Hi everyone, apologies for the long-winded post in advance...
Attempting to troubleshoot some iSCSI sluggishness on a brand new vSphere deployment (still in test).
Layout is as such:
3 VSphere hosts, each with 2x 10GB NICs plugged into a pair of Nexus 5020s with a 10gig back-to-back between them.
NICs are port-channeled in an active/active redundant fashion (using vPC-mac pinning for those of you familiar with N1KV)
Both NICs carry service console, vmotion, iSCSI, and guest traffic.
iSCSI is on a single subnet/single VLAN that is not routed through our IP network (strictly layer2)
Had this been a 1gig deployment, we probably would have split the iSCSI traffic off onto separate NICs, but the price/port gets rather ridiculous when you start throwing 4+ NICs to a server in a 10gigabit infrastructure, and I'm not really convinced it's necessary. Open to dialogue/tech facts re: this, though.
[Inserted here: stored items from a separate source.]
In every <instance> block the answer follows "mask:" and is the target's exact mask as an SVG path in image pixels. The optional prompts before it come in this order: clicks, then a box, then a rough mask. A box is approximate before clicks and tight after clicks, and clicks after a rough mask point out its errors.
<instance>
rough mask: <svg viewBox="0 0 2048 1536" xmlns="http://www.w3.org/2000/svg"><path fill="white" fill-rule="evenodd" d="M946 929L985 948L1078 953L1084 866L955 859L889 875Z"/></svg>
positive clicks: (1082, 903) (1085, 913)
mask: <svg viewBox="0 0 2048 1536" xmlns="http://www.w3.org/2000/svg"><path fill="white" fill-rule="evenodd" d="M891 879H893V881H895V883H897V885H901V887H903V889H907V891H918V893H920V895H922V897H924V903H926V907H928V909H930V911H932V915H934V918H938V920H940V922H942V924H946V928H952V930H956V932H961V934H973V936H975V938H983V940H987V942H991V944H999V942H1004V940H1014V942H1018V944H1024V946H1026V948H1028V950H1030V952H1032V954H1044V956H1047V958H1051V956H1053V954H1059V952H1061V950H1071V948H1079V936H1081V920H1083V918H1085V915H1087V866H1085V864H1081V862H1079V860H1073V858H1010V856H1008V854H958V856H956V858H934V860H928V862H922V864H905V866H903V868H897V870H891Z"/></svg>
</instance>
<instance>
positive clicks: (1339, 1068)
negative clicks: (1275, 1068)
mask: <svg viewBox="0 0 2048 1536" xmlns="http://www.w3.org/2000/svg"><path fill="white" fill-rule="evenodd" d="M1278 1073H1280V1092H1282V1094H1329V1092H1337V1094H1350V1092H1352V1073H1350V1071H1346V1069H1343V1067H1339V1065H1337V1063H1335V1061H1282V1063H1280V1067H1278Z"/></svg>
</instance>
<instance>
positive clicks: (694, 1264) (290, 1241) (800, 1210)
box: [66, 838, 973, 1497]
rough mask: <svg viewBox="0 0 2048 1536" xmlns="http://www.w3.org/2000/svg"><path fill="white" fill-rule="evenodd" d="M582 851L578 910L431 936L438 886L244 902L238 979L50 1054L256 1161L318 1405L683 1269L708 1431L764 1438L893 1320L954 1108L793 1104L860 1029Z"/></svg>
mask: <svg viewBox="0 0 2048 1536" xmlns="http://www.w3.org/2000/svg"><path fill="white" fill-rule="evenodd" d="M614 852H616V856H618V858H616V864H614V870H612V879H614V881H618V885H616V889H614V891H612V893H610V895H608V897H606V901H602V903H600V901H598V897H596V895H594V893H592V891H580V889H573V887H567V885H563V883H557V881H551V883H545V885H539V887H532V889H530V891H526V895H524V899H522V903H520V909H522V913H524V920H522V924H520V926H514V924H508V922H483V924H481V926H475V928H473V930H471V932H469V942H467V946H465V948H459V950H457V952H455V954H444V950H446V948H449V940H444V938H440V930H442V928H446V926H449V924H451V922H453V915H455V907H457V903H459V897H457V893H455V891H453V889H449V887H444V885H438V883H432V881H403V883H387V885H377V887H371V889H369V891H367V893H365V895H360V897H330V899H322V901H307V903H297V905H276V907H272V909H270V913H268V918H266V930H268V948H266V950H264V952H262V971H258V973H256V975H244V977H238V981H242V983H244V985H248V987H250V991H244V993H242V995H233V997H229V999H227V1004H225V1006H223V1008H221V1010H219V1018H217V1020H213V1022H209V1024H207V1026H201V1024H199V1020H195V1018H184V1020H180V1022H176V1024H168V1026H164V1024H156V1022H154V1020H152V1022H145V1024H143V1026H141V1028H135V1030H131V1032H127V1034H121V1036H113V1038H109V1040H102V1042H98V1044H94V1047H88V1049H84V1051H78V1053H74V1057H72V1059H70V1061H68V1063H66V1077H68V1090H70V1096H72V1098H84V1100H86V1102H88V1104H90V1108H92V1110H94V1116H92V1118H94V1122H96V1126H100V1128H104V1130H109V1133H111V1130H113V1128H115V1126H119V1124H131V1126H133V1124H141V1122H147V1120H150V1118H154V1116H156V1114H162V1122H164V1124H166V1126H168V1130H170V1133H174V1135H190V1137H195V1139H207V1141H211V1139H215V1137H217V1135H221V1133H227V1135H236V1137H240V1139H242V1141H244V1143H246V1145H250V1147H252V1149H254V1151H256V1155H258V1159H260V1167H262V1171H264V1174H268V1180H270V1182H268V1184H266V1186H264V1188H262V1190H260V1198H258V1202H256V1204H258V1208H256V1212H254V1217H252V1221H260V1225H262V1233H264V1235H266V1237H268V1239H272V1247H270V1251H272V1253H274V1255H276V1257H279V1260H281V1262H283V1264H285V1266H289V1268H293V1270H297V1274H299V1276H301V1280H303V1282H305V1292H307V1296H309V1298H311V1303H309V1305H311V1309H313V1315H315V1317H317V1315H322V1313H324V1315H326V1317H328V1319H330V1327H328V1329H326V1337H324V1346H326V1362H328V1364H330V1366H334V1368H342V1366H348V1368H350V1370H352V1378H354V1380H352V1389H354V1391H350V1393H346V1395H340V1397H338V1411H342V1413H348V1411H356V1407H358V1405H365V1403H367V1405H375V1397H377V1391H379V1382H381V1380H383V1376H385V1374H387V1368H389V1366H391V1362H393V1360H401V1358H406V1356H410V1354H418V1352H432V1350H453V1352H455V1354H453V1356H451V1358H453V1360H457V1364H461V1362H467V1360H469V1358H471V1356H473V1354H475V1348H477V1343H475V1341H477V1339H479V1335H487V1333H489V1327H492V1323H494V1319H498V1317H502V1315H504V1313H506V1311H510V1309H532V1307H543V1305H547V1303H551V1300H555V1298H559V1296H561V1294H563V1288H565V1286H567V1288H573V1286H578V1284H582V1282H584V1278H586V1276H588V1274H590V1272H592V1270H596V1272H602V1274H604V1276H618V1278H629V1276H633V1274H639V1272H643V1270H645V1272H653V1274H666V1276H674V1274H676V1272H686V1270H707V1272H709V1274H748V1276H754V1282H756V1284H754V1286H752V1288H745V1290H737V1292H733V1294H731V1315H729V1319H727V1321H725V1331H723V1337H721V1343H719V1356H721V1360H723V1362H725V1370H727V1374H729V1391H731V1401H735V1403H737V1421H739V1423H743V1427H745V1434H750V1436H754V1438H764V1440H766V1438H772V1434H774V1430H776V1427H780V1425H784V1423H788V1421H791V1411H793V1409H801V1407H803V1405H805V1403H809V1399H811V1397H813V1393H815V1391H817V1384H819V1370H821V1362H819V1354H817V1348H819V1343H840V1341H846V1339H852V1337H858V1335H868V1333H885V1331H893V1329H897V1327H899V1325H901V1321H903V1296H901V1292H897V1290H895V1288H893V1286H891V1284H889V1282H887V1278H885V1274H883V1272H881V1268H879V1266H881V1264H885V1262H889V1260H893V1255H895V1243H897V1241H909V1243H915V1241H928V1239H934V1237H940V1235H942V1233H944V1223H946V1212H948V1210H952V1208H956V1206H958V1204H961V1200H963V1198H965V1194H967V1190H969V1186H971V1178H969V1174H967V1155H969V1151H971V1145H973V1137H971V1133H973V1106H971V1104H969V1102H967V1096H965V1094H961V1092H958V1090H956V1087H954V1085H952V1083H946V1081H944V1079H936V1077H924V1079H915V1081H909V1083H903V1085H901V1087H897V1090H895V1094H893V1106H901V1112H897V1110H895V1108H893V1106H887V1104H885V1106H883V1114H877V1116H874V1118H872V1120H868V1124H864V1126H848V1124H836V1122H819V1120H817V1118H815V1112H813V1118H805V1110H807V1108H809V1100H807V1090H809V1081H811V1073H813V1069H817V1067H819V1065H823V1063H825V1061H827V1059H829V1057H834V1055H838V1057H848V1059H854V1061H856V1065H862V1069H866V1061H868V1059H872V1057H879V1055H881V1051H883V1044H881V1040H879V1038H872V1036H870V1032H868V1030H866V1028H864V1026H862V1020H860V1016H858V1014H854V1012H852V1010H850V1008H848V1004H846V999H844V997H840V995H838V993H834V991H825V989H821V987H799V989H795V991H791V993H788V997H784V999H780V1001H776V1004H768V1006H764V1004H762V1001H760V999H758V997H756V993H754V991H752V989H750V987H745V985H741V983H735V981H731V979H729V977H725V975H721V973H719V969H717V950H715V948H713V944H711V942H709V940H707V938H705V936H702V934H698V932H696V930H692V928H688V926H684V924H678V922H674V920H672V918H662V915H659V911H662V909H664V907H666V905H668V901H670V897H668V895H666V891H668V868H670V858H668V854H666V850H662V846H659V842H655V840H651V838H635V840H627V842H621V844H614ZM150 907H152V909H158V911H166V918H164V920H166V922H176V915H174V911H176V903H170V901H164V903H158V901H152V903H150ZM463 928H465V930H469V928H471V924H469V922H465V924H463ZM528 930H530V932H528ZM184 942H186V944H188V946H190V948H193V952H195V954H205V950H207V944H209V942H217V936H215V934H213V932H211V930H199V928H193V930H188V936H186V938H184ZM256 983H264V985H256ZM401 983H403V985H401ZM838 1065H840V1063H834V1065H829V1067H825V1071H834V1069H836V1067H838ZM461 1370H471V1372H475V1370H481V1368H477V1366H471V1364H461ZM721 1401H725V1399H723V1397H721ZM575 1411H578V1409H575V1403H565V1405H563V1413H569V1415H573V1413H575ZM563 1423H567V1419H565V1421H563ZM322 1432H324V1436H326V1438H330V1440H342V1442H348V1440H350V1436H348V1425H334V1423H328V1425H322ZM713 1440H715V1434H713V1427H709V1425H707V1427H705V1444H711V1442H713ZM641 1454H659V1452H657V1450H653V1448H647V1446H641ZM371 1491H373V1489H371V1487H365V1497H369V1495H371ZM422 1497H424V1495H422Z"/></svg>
At this point even a single VM guest will boot slowly to iSCSI storage (EMC CX4 on the same Nexus 5020 10gig switches), and restores of VMs from iSCSI take about twice as long as we'd expect them to. Our server folks mentioned that if we split the iSCSI off onto its own NIC, performance seems significantly better. From a network perspective, I've run through the variables I can think of (port configuration errors, MTU problems, congestion etc.) and I'm coming up dry. There really is no other traffic on these hosts other than the very specific test being performed at the time. Important thing to note is that guest traffic works just fine... it seems storage is the only thing affected by whatever gremlin exists.
Concluding that we're not 'overutilizing' the network infrastructure since we're doing hardly anything, I'm just looking for some helpful tips/ideas we can use to resolve this... preferably without hurling extra 10gig NICs that are going to sit around 10% utilization while we've got 70+% left on our others.